In an era when the education mantra is that all kids deserve great teachers, some members of Congress want it to be the law of the land that a neophyte teacher who has demonstrated "satisfactory progress" toward full state certification is "highly qualified."
Teachers still in training programs are disproportionately concentrated in schools serving low-income students and students of color, the very children who need the very best the teaching profession has to offer. In California alone, nearly a quarter of such teachers work in schools with 98-100 percent of minority students, while some affluent districts have none. Half of California's teachers still in training teach special education.
Allowing non-certified teachers to be considered "highly qualified" would be a gift to programs such as Teach for America, which gives newly graduated college students from elite institutions five weeks of summer training before sending them into low-performing schools. Teach for America participants, who commit to staying in the program for two years, then continue education studies while they are teaching.
Under No Child Left Behind, all students are supposed to have a highly qualified teacher. School districts are supposed to let parents know which teachers are not highly qualified, and they are supposed to be equitably distributed in schools.
But the federal government issued a regulation in 2002 that included in the definition of "highly qualified" those teachers -- called interns in some states -- who are still participating in alternative route preparation programs.
A lawsuit -- opposed by Teach for America -- challenged the regulation, and a lower court ruled in favor of the Education Department, but last September, the appellate court reversed the ruling.
So language to make the regulation law was inserted into one bill, an omnibus Senate bill that was pulled by Sen. Harry Reid. But it's back, this time in a continuing resolution unveiled today, and hammered out behind closed doors by legislators who ignored pleas from student advocacy groups to drop the measure.
That's some way to make education policy that will affect the country's most needy students.

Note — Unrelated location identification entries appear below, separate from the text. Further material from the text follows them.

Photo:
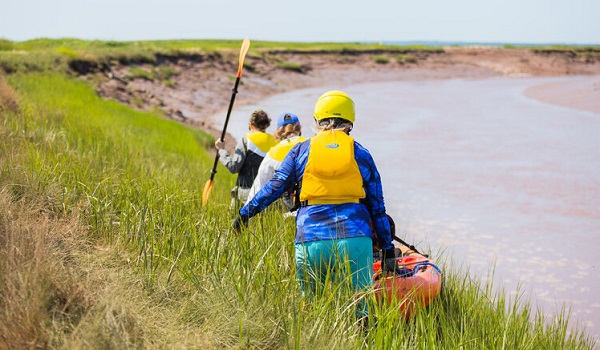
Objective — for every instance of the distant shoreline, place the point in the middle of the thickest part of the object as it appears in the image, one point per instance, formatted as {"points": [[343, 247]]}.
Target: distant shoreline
{"points": [[203, 87]]}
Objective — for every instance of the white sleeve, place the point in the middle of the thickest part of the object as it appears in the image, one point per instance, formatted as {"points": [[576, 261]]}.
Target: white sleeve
{"points": [[267, 168]]}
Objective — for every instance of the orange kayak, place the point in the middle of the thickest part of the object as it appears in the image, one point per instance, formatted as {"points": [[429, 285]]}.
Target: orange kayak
{"points": [[417, 282]]}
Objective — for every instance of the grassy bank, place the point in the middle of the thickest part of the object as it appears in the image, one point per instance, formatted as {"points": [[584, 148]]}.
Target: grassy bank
{"points": [[106, 245]]}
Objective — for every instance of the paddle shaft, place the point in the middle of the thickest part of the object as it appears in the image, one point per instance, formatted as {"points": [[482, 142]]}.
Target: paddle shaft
{"points": [[234, 92]]}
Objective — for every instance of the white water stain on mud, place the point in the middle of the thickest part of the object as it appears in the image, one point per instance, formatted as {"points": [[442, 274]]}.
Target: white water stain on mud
{"points": [[492, 177]]}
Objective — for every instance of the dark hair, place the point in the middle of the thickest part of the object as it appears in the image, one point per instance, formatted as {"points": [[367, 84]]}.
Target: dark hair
{"points": [[287, 131], [260, 119]]}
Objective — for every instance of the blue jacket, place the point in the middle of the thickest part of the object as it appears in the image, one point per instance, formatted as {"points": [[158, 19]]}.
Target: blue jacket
{"points": [[329, 221]]}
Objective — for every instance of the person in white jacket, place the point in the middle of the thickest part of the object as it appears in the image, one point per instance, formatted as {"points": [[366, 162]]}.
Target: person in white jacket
{"points": [[288, 133]]}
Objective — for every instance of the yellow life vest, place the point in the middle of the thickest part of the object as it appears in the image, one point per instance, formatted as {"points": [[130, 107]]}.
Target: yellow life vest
{"points": [[331, 175], [261, 142], [279, 151]]}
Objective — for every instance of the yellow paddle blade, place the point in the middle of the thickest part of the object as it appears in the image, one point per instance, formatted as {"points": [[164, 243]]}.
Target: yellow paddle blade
{"points": [[206, 192], [243, 51]]}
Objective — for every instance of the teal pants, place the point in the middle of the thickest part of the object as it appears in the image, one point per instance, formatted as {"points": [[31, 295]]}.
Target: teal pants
{"points": [[337, 260]]}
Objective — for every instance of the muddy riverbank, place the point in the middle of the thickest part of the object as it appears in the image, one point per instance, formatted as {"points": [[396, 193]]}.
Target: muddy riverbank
{"points": [[197, 88]]}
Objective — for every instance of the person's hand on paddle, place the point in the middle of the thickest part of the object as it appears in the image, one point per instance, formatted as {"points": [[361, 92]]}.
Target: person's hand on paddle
{"points": [[239, 222]]}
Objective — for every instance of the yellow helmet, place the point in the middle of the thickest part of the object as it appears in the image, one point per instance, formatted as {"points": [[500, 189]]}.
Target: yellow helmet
{"points": [[335, 104]]}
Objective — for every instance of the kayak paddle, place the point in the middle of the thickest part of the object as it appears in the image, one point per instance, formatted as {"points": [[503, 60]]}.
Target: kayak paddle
{"points": [[208, 185]]}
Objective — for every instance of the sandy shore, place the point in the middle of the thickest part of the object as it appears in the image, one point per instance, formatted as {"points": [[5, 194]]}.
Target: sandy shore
{"points": [[203, 87]]}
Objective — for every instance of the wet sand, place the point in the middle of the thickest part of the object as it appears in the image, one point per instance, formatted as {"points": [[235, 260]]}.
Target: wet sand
{"points": [[582, 93]]}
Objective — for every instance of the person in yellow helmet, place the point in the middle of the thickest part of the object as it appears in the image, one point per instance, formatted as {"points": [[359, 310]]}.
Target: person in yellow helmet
{"points": [[341, 202], [289, 133], [247, 156]]}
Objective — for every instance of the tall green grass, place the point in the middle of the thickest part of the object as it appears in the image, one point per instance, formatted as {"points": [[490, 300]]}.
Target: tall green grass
{"points": [[133, 182]]}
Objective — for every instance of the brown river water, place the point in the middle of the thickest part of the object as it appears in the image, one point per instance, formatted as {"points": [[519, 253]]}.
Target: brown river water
{"points": [[483, 177]]}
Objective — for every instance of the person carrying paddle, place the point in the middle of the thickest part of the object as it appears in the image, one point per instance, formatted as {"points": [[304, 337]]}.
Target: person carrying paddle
{"points": [[289, 133], [341, 196], [247, 156]]}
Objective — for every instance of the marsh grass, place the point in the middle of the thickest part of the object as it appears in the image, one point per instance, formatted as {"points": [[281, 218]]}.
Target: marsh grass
{"points": [[106, 245]]}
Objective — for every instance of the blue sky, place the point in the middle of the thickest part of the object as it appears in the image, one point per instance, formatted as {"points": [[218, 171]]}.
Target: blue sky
{"points": [[507, 21]]}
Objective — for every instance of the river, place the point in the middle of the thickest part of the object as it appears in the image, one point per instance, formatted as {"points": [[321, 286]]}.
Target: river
{"points": [[498, 184]]}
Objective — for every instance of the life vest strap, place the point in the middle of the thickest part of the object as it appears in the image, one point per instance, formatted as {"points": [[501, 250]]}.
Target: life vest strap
{"points": [[328, 201]]}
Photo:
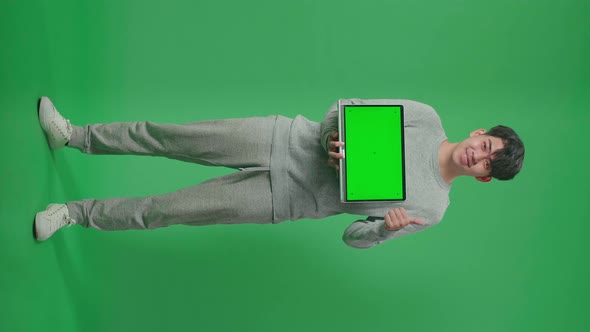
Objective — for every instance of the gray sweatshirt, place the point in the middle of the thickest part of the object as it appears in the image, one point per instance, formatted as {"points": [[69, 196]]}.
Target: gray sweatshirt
{"points": [[304, 186]]}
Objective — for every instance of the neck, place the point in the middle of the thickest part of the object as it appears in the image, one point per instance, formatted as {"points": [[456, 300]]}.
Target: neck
{"points": [[448, 171]]}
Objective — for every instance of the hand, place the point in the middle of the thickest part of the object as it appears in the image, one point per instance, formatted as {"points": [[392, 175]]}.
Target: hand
{"points": [[398, 218], [334, 155]]}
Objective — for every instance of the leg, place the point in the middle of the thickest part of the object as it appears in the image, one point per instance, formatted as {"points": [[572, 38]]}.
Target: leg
{"points": [[232, 143], [241, 197]]}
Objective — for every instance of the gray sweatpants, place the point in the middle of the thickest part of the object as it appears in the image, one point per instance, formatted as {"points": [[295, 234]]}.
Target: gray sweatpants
{"points": [[240, 197]]}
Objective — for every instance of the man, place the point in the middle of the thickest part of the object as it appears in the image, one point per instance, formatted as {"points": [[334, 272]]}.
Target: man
{"points": [[282, 172]]}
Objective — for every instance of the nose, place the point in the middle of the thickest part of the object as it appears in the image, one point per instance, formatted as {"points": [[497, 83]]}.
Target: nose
{"points": [[479, 155]]}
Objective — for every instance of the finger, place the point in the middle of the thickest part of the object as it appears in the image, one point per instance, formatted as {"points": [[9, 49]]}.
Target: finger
{"points": [[335, 155], [387, 221], [336, 144], [417, 221], [398, 214], [404, 213]]}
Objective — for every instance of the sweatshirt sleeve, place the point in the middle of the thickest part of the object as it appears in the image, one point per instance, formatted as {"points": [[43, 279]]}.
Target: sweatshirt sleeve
{"points": [[364, 234], [329, 124]]}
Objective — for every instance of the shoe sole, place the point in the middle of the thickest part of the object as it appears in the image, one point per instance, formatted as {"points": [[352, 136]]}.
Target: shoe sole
{"points": [[35, 227], [43, 121]]}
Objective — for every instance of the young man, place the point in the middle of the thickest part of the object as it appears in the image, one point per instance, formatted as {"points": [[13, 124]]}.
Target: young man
{"points": [[283, 174]]}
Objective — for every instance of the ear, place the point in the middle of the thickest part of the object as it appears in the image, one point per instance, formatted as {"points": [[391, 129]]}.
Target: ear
{"points": [[477, 132], [483, 178]]}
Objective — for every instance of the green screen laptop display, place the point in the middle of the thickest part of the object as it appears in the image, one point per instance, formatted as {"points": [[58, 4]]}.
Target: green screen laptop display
{"points": [[373, 165]]}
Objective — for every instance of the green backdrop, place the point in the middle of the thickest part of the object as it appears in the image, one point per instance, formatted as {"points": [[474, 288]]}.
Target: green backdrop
{"points": [[508, 256]]}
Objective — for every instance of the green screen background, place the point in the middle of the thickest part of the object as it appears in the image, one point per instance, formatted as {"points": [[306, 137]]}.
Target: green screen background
{"points": [[374, 168], [508, 256]]}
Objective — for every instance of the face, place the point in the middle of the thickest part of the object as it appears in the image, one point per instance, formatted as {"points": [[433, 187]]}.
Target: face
{"points": [[474, 155]]}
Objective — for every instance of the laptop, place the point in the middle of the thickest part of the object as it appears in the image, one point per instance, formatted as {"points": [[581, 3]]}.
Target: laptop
{"points": [[373, 167]]}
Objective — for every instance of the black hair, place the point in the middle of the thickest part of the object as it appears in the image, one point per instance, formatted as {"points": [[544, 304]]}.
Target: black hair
{"points": [[508, 161]]}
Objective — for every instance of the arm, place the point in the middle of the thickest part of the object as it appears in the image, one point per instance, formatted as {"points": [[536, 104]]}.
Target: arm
{"points": [[363, 234]]}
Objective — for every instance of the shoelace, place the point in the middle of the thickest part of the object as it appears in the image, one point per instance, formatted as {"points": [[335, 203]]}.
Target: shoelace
{"points": [[69, 126]]}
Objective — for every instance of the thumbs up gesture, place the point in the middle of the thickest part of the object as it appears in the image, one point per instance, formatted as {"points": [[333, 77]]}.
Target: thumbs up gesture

The office of Sen. Tom Harkin (D-Iowa), who is chairman of the Senate's education committee, sent this statement late today:
"There is broad, bipartisan agreement among members of Congress and the Obama administration that it is the intent of Congress for alternative-route teachers to be considered highly qualified, consistent with the regulation that has been in place for several years. Chairman Harkin strongly believes that teacher quality is essential to student success, and intends to address this issue as part of a comprehensive ESEA reauthorization. While that process is underway, the 9th Circuit's decision – which reverses a previous court ruling in favor of the regulation – could cause significant disruptions in schools across the country and have a negative impact on students. Maintaining current practice is a temporary solution, and underscores the need to act quickly and reauthorize ESEA early in the next Congress."
What this will mean is that parents won't have to be told that their child's teacher is still being trained, and that teachers in training can still be inequitably placed in high-poverty schools.
There are surely some teachers still in training who are excellent teachers. But to declare that all of them are "highly qualified" doesn't make them so. It defies logic. Except in Congress and the Education Department.